A lesson in humility

JESSE FONKERT

jlfonkert10@ole.augie.edu

 

In my short 20 years, I have served and been served communion by many different people of varying statutes and importance, but nothing has compared to being served the Feast by a prisoner.

At the end of the last school year, my friends and I were granted the Academy House to live in for our junior (and hopefully senior) year. The theme project that we put together is titled, “Connecting to the Community Through Faith.” To carry out our project, we have decided as a group to worship at different locations, learn more about different denominations, share our faith with the student body and work with St. Dysmas, the prison congregation at the State Penitentiary.

So far we have fulfilled the majority of our project for the semester, but we still needed to worship at St. Dysmas, until last week. My father, pastor Dennis, gave us the idea to worship with the prisoners. For the last 10 years he has been bringing parishioners from Mobridge, S.D. to the state penitentiary to taste a little bit of humble pie. We were lucky enough to accompany him and a few of the parishioners from my hometown to St. Dysmas two weeks ago.

As my house mates and I arrived at the prison, we were a little intimidated by the barbwire-covered walls, but we swallowed our doubts and marched through the door. After a quick orientation we were ushered through the thick metal doors that separated the prisoners from the atrium and down a narrow hallway into the auditorium that had been transformed into a place of worship, stained-glass windows and all.

During our orientation they asked us if we would sit in groups of twos and threes to assimilate ourselves better with the population. As the prisoners that wanted to worship were funneled into the makeshift church, they grouped around us. At first we were a little apprehensive but then gave way to polite chatter as anyone would do before church, but it wasn’t until after the service that we really made some connections.

The service started with some nice music performed by the prisoners that had formed a worship team. It was moving to hear the congregation sing along with such gusto and enthusiasm (something that is extremely rare in the good Lutheran congregations that I am used to) and praise Jesus.

Eventually the service came to the point of communion. I was deeply humbled as it came to my turn to receive the gift. My father was assisting with the meal and giving out bread while a parishioner of St. Dysmas was giving out the wine.

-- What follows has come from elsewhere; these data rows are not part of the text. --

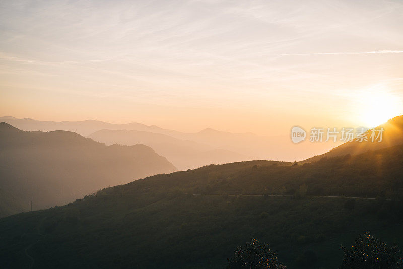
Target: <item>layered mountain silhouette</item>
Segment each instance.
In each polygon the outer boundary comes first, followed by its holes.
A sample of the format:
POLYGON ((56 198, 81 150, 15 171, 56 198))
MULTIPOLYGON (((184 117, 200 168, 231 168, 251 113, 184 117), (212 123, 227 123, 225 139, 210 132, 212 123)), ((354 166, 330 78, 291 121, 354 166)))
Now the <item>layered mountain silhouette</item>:
MULTIPOLYGON (((313 155, 324 153, 341 144, 340 142, 334 143, 330 141, 327 143, 302 143, 296 144, 291 142, 289 135, 265 136, 250 132, 234 133, 208 128, 198 132, 184 133, 135 122, 114 124, 95 120, 40 121, 29 118, 17 119, 12 117, 0 117, 0 121, 7 122, 24 130, 49 131, 63 130, 74 131, 84 136, 90 136, 91 137, 92 134, 97 131, 107 129, 133 130, 168 136, 171 138, 169 140, 166 137, 159 137, 150 133, 150 137, 152 136, 155 139, 152 141, 152 145, 145 143, 151 140, 144 141, 140 134, 132 134, 132 137, 128 138, 127 136, 123 134, 123 132, 115 136, 114 132, 110 132, 109 133, 111 137, 108 138, 106 136, 106 131, 104 131, 104 135, 98 138, 100 141, 108 144, 133 145, 140 143, 152 147, 155 144, 162 145, 166 143, 163 146, 166 149, 174 145, 177 145, 177 149, 174 149, 174 151, 177 151, 177 152, 173 152, 170 150, 160 153, 157 149, 154 149, 157 150, 157 153, 166 156, 170 161, 172 161, 180 170, 193 168, 200 165, 222 164, 240 160, 302 160, 313 155), (139 140, 136 140, 136 137, 139 137, 139 140), (158 141, 160 139, 161 141, 158 141), (178 141, 173 139, 182 141, 178 141), (175 142, 169 144, 170 141, 174 140, 175 142), (143 141, 145 141, 144 143, 143 141), (210 151, 212 150, 214 151, 210 151), (181 151, 183 154, 180 153, 181 151), (209 152, 206 153, 206 152, 209 152), (240 159, 241 157, 242 159, 240 159)), ((274 129, 275 127, 273 126, 274 129)), ((288 131, 286 130, 287 132, 288 131)), ((146 134, 144 134, 143 136, 145 136, 146 134)))
POLYGON ((38 268, 223 268, 257 234, 290 267, 306 267, 297 257, 307 248, 321 263, 312 268, 337 267, 339 242, 363 229, 400 244, 402 157, 397 145, 303 165, 250 161, 151 176, 0 219, 0 260, 7 268, 33 259, 38 268))
POLYGON ((65 131, 0 123, 0 216, 60 205, 111 185, 176 168, 150 147, 106 146, 65 131))
POLYGON ((179 170, 196 168, 211 163, 239 162, 250 158, 228 150, 215 149, 208 144, 144 131, 101 130, 88 137, 107 145, 141 143, 150 146, 179 170))
POLYGON ((386 123, 375 128, 373 139, 371 137, 372 132, 369 130, 363 136, 362 141, 355 138, 352 141, 346 142, 334 148, 324 154, 315 156, 309 158, 303 162, 312 162, 320 160, 322 158, 329 158, 346 154, 357 155, 387 148, 397 145, 403 144, 403 116, 398 116, 389 119, 386 123), (383 131, 380 131, 383 129, 383 131), (380 132, 382 131, 382 137, 380 132), (378 136, 377 139, 376 137, 378 136))

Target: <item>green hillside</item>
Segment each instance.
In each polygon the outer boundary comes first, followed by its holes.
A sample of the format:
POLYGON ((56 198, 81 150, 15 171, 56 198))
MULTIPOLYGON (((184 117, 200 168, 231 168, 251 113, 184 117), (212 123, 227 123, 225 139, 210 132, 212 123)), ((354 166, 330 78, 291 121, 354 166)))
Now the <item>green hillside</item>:
MULTIPOLYGON (((385 123, 376 128, 375 130, 383 128, 382 139, 374 139, 372 141, 371 130, 365 136, 363 141, 358 141, 354 139, 352 141, 343 143, 340 146, 332 149, 329 152, 321 155, 315 156, 310 158, 302 163, 311 162, 320 160, 326 157, 328 158, 345 155, 346 154, 357 155, 363 153, 369 150, 379 150, 393 146, 403 144, 403 116, 398 116, 391 118, 385 123), (379 141, 380 140, 380 141, 379 141)), ((376 132, 376 135, 379 134, 376 132)))

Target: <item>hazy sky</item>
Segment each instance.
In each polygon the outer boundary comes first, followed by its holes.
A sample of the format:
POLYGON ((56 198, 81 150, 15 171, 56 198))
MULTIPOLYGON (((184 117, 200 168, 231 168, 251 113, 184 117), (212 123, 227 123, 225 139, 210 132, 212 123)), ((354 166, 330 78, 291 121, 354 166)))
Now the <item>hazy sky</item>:
POLYGON ((376 124, 403 114, 402 14, 402 1, 3 0, 0 116, 376 124))

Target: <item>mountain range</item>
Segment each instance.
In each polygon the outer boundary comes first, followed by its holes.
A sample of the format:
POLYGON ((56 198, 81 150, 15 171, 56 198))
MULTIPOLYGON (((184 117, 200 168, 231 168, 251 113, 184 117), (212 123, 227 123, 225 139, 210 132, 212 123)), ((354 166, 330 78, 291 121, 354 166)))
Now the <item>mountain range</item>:
POLYGON ((0 123, 0 216, 62 205, 100 188, 176 168, 150 147, 106 146, 66 131, 0 123))

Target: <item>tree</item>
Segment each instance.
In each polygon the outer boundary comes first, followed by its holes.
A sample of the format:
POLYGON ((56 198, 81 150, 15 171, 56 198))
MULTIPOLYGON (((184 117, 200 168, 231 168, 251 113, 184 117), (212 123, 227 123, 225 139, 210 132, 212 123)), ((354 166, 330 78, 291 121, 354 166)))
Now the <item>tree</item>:
POLYGON ((365 233, 356 240, 351 249, 342 247, 344 258, 341 269, 398 269, 401 259, 396 246, 389 247, 365 233))
POLYGON ((237 248, 234 256, 228 260, 228 269, 285 269, 268 245, 260 245, 254 238, 237 248))

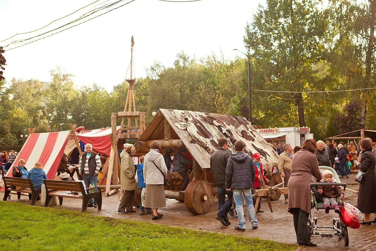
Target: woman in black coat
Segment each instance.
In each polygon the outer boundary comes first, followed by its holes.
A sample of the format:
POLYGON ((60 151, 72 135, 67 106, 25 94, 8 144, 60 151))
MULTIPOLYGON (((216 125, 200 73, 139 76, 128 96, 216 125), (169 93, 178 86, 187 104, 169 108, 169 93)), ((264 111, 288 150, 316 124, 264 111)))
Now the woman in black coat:
POLYGON ((361 224, 371 225, 370 214, 376 213, 376 159, 372 152, 372 141, 365 138, 360 141, 360 149, 362 150, 361 163, 357 161, 354 163, 359 170, 367 172, 365 180, 363 184, 359 185, 359 193, 358 195, 358 208, 365 214, 364 221, 361 224))

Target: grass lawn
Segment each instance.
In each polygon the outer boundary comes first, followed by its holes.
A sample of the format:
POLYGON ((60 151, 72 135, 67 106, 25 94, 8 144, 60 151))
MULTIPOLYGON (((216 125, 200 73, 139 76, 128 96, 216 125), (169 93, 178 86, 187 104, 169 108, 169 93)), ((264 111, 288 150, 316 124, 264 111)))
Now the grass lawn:
POLYGON ((275 250, 296 246, 0 201, 0 250, 275 250))

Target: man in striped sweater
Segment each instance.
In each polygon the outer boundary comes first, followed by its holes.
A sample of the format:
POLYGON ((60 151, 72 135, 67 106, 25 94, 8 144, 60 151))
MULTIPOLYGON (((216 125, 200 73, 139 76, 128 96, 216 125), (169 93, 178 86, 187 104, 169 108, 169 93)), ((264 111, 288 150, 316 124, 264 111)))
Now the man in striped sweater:
MULTIPOLYGON (((91 144, 86 144, 85 146, 85 152, 80 158, 79 167, 80 173, 82 176, 86 188, 89 188, 92 184, 96 187, 98 181, 97 176, 100 169, 100 157, 99 155, 93 152, 92 146, 91 144)), ((88 206, 94 207, 98 206, 95 199, 90 201, 88 206)))

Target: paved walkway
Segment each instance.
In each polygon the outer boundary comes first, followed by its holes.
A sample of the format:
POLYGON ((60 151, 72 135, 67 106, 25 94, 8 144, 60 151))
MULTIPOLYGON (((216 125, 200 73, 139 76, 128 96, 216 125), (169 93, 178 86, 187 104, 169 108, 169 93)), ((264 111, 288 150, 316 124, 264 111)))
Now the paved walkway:
MULTIPOLYGON (((353 175, 352 175, 352 176, 353 175)), ((353 180, 353 178, 349 178, 348 180, 349 181, 353 180)), ((346 179, 342 181, 345 180, 346 179)), ((357 190, 359 187, 356 185, 351 185, 349 186, 349 187, 357 190)), ((0 196, 1 198, 3 196, 2 194, 0 196)), ((357 195, 347 192, 346 196, 346 201, 356 206, 357 195)), ((237 219, 230 219, 232 224, 229 227, 226 227, 214 219, 214 217, 218 211, 218 204, 216 199, 214 199, 213 205, 208 213, 202 215, 194 215, 187 211, 184 202, 179 202, 174 199, 168 199, 167 200, 166 207, 159 210, 164 214, 163 218, 152 222, 151 214, 140 216, 138 215, 138 212, 130 214, 118 213, 117 208, 119 204, 118 194, 109 197, 105 197, 103 195, 103 198, 102 211, 98 211, 96 208, 89 208, 88 209, 89 213, 117 219, 133 220, 225 234, 240 235, 247 237, 257 237, 263 239, 289 243, 296 244, 296 243, 292 215, 287 211, 287 204, 284 203, 283 196, 278 201, 272 201, 274 211, 273 213, 270 213, 266 201, 264 199, 262 200, 261 207, 265 212, 258 213, 256 214, 259 221, 258 229, 252 230, 250 222, 247 221, 247 229, 244 233, 240 233, 233 229, 237 223, 237 219)), ((12 195, 10 201, 17 201, 25 204, 30 203, 26 196, 21 196, 21 199, 19 200, 17 200, 17 195, 12 195)), ((62 206, 55 206, 52 208, 80 211, 81 203, 80 200, 64 198, 62 206)), ((40 202, 37 202, 36 206, 41 206, 40 202)), ((321 226, 330 226, 332 222, 333 218, 338 217, 338 214, 334 211, 327 214, 325 213, 323 210, 315 210, 314 214, 318 218, 318 225, 321 226)), ((374 216, 372 215, 371 216, 371 219, 373 219, 374 216)), ((309 250, 376 250, 376 224, 373 224, 371 226, 362 225, 359 229, 350 228, 348 229, 350 239, 349 247, 346 247, 343 240, 337 237, 326 238, 313 237, 312 242, 317 244, 320 248, 310 248, 309 250)), ((334 232, 334 230, 332 230, 329 231, 328 233, 334 232)))

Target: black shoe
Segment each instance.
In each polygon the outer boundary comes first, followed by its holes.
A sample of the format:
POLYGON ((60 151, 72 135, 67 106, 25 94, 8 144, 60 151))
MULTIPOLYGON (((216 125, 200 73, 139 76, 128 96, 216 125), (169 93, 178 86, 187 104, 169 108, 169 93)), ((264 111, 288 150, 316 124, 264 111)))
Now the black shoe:
POLYGON ((368 222, 365 222, 364 221, 361 221, 360 222, 360 224, 361 224, 362 225, 370 225, 371 224, 371 222, 370 221, 368 222))
POLYGON ((224 221, 224 219, 223 219, 223 217, 221 217, 218 216, 218 215, 216 215, 215 218, 217 219, 217 221, 219 221, 219 222, 222 224, 222 225, 223 225, 225 227, 229 226, 229 225, 228 225, 224 221))
POLYGON ((239 227, 239 226, 237 226, 235 227, 235 230, 237 230, 238 231, 241 231, 242 232, 245 232, 245 228, 241 228, 239 227))
POLYGON ((308 243, 299 243, 299 246, 316 246, 317 245, 314 243, 312 243, 311 242, 309 242, 308 243))
POLYGON ((158 216, 155 216, 154 214, 152 216, 152 220, 159 220, 160 219, 162 219, 162 216, 158 215, 158 216))

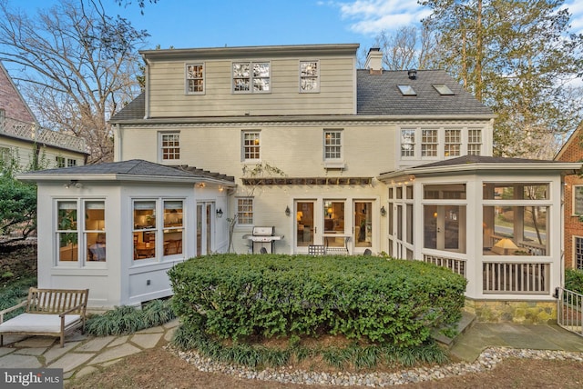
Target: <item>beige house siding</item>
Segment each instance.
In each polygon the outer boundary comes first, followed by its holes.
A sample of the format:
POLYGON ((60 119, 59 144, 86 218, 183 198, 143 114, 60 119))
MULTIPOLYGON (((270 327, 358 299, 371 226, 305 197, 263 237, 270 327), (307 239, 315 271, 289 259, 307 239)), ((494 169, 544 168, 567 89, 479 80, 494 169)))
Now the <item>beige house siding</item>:
POLYGON ((233 125, 230 126, 124 126, 123 159, 138 158, 166 165, 189 165, 221 172, 239 178, 242 167, 256 165, 241 157, 241 133, 261 133, 261 162, 275 166, 290 177, 370 176, 371 166, 391 169, 394 164, 394 125, 310 124, 310 125, 233 125), (328 170, 323 162, 324 129, 341 130, 343 170, 328 170), (179 160, 164 162, 159 155, 159 134, 179 132, 179 160), (363 142, 363 139, 370 141, 363 142))
MULTIPOLYGON (((313 60, 314 58, 307 58, 313 60)), ((271 63, 271 92, 232 93, 236 60, 164 61, 148 66, 149 116, 232 116, 355 114, 354 58, 320 58, 320 92, 300 93, 300 59, 249 58, 271 63), (203 62, 205 93, 187 95, 185 65, 203 62)))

While walking away from communion I came to a solemn conclusion: we’re all sinners and saints, and no one person is better than the other in the eyes of God.

After the worship service ended, the prisoners were given about 20 minutes to mingle and converse with the guests. We were lucky enough to find Gene in the mix of prisoners thanking us for coming, shaking our hands and blessing us.

Gene had a lot to say, and that’s putting it mildly. Gene had made it out rich in the fiber-optics business, held several masters degrees, was an adjunct professor at one point in life and is deeply religious. Gene lectured us for several minutes on spirituality, the business world and our changing culture, and he asked us to read three books: The Heavenly Man, Twenty-Three Minutes in Hell and Outliers.

I could go on for several pages about what Gene taught us in those long 15 minutes, but I came to another conclusion as we were walking out. We’re all screwed up a little bit. Some of us just get a little more lost than others. Thankfully, God sent down a beacon to lead us back to the fold.